Aesthetic Preferences
I wonder how much of a life is molded by aesthetic preferences. How much of a modern person’s preferences are a result of thousands of years of adaptation, and how many are engineered?
There is perhaps no greater reward or control function than instilling a defined scope of what is aesthetic.
I find the following question highly disturbing: why, as a male, am I sexually attracted to females and not males? Where is this switch? Why is it on? I’m not interested in being with men, but if you’re open to questioning—why is this?
What are the characteristics to which I attribute beauty? Who or what has molded my aesthetic preferences?
Why is it that I know what is good for me, and yet I choose the opposite?
This last question is the most disturbing: I appear to know what is good, yet I choose the opposite! Why do I betray myself, and for what purpose? My actions suggest I value the aesthetic over my own self—but why? Where does this impulse come from? How does it hold such power over me?
Within me, there appears to be a double persona: one that knows what to do, and one that currently controls and chooses a course on a whim.
An easy and common cope is to look for culprits and assign blame. And sure, there are plenty of tools, voices, and institutions to point fingers at. But at the end of the day, this struggle—to be that which you choose to be, by your own rational process—is a struggle you must win if you wish to truly be.

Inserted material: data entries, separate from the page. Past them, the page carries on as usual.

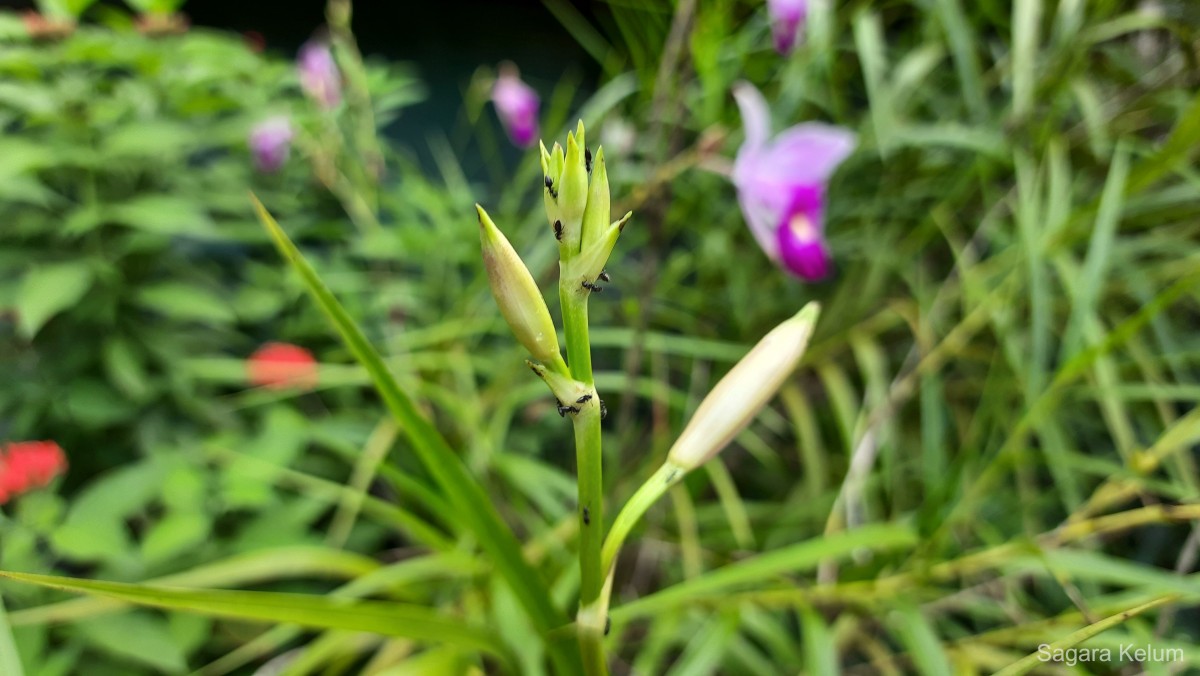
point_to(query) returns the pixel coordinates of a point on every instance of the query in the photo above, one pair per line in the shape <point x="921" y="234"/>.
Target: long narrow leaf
<point x="378" y="617"/>
<point x="253" y="567"/>
<point x="1031" y="662"/>
<point x="460" y="488"/>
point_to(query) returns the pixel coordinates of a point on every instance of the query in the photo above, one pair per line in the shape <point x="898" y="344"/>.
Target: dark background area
<point x="444" y="41"/>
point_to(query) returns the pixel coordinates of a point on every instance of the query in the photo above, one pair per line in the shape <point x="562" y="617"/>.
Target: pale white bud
<point x="744" y="390"/>
<point x="517" y="294"/>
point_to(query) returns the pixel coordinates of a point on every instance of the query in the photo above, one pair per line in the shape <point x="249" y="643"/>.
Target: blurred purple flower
<point x="516" y="103"/>
<point x="781" y="184"/>
<point x="786" y="18"/>
<point x="318" y="73"/>
<point x="270" y="142"/>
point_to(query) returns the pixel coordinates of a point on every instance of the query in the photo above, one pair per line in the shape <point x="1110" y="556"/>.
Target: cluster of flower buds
<point x="577" y="209"/>
<point x="319" y="76"/>
<point x="281" y="365"/>
<point x="743" y="392"/>
<point x="29" y="465"/>
<point x="270" y="143"/>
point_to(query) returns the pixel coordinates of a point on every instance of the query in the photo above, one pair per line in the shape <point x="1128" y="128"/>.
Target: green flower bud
<point x="744" y="390"/>
<point x="517" y="294"/>
<point x="573" y="195"/>
<point x="595" y="216"/>
<point x="552" y="168"/>
<point x="573" y="396"/>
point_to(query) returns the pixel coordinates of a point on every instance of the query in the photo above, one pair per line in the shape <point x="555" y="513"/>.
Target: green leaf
<point x="136" y="636"/>
<point x="175" y="533"/>
<point x="325" y="612"/>
<point x="186" y="301"/>
<point x="918" y="638"/>
<point x="473" y="507"/>
<point x="49" y="289"/>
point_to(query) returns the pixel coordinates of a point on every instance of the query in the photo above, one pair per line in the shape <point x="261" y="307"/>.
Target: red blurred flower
<point x="280" y="365"/>
<point x="255" y="40"/>
<point x="29" y="465"/>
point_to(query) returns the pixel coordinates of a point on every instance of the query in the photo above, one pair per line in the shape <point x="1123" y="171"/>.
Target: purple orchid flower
<point x="319" y="76"/>
<point x="781" y="185"/>
<point x="516" y="103"/>
<point x="786" y="18"/>
<point x="270" y="143"/>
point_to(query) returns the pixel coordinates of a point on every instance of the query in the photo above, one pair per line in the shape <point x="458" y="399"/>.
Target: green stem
<point x="631" y="513"/>
<point x="591" y="476"/>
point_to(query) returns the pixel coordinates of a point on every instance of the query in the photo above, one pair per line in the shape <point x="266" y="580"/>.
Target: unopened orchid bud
<point x="319" y="76"/>
<point x="786" y="22"/>
<point x="744" y="390"/>
<point x="597" y="214"/>
<point x="270" y="143"/>
<point x="516" y="105"/>
<point x="573" y="193"/>
<point x="552" y="168"/>
<point x="573" y="396"/>
<point x="592" y="259"/>
<point x="517" y="295"/>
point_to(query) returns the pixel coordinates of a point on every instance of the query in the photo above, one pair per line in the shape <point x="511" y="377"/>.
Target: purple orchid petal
<point x="516" y="105"/>
<point x="803" y="249"/>
<point x="781" y="181"/>
<point x="786" y="18"/>
<point x="319" y="76"/>
<point x="270" y="143"/>
<point x="755" y="117"/>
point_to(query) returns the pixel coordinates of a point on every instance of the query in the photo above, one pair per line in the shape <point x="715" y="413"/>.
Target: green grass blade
<point x="1026" y="19"/>
<point x="279" y="563"/>
<point x="966" y="63"/>
<point x="378" y="617"/>
<point x="790" y="560"/>
<point x="460" y="488"/>
<point x="1031" y="662"/>
<point x="921" y="640"/>
<point x="1099" y="252"/>
<point x="10" y="662"/>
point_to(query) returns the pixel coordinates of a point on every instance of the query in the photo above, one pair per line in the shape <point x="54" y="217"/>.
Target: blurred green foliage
<point x="1007" y="346"/>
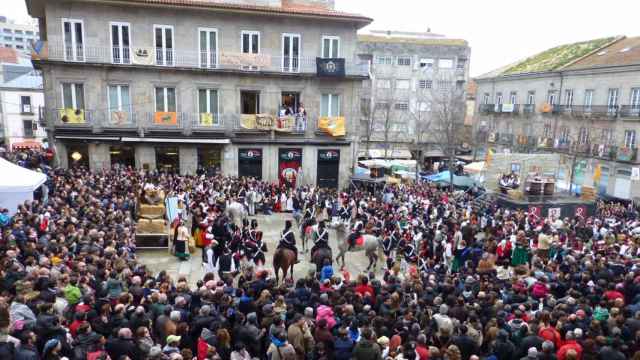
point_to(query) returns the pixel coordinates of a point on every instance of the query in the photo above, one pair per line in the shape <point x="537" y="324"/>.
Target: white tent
<point x="17" y="184"/>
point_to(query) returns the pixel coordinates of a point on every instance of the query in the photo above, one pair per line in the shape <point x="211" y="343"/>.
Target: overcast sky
<point x="499" y="31"/>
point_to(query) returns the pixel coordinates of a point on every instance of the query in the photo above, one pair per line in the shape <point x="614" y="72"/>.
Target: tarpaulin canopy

You must define for yourself your values and reasons for being. Derive your moral compass from these axioms. Your definitions will probably not be complete, but they’ll be yours—created and upheld by you. Only then, once this compass is in place, can you find enough footing to start dismantling the choices the past you would have made, and begin aligning and granting power to that part of you that knows what is good.
But alas, this appears easier said than done.
I suspect this is what it means to be strong—and the source of strength itself.